The AI economy has sprinted ahead, but some of the people building it now say the system underneath is starting to buckle.

At the Milken Global Conference in Beverly Hills, five figures spanning the AI supply chain told TechCrunch that the pressure points have moved well beyond hype cycles and product launches. Their discussion stretched from chip shortages to orbital data centers, but the throughline stayed the same: demand for AI keeps rising faster than the physical and technical infrastructure required to support it.

The message from across the stack was blunt: AI growth now depends as much on physical limits and system design as on software breakthroughs.

The warning matters because it comes from people who touch different parts of the market, not from a single company defending its own position. Reports indicate the concerns center on both near-term bottlenecks and deeper structural questions. Chips remain scarce, infrastructure appears strained, and some participants suggested the underlying architecture of modern AI systems may itself need a rethink if the industry wants to keep scaling efficiently.

Key Facts

  • Five AI supply chain figures discussed industry pressure points at the Milken Global Conference.
  • The conversation highlighted chip shortages and infrastructure constraints.
  • Speakers also raised the idea of orbital data centers as part of future capacity planning.
  • Some suggested the current architecture behind AI may be fundamentally flawed.

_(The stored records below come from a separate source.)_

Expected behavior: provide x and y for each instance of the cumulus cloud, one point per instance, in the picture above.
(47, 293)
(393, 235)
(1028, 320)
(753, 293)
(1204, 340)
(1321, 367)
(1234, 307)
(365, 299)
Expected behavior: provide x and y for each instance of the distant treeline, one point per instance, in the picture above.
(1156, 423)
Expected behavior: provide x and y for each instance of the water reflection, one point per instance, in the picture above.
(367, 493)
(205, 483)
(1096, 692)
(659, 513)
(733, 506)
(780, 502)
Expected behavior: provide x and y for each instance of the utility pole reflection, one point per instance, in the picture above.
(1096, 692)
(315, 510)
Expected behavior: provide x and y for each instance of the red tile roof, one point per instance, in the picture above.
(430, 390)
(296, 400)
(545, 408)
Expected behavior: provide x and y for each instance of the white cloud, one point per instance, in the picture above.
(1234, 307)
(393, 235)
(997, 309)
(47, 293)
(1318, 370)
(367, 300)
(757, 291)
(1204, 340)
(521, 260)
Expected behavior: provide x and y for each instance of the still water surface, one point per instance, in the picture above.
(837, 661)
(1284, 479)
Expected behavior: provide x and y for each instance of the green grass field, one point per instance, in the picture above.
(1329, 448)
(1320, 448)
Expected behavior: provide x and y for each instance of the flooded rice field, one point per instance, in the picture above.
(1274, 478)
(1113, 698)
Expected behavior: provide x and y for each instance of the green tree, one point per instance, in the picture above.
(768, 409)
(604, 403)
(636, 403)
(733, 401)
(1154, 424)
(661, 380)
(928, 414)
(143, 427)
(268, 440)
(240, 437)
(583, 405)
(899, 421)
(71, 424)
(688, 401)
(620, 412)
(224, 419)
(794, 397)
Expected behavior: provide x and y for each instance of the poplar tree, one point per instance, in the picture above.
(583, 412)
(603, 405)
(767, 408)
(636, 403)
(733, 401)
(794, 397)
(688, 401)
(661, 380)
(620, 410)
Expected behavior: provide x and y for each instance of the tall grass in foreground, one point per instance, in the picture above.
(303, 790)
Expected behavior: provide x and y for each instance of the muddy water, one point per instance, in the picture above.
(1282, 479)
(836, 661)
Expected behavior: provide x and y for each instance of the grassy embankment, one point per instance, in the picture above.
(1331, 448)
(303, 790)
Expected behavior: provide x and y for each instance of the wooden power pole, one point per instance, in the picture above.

That mix of immediate scarcity and long-range uncertainty cuts to the heart of the current AI race. Investors and executives have treated compute capacity as the fuel for the next wave of products, but fuel only matters if the engine can handle it. If reports from this conversation hold, the industry faces a harder reality: scaling AI may require not just more hardware, but a different blueprint for how the whole system works.

What happens next will shape more than tech company roadmaps. If chip supply, energy demands, and data center capacity continue to tighten, costs could rise and deployment could slow across the market. And if the architecture itself needs to change, the next chapter of AI may belong not to the companies that moved first, but to those that rebuild the foundation fastest.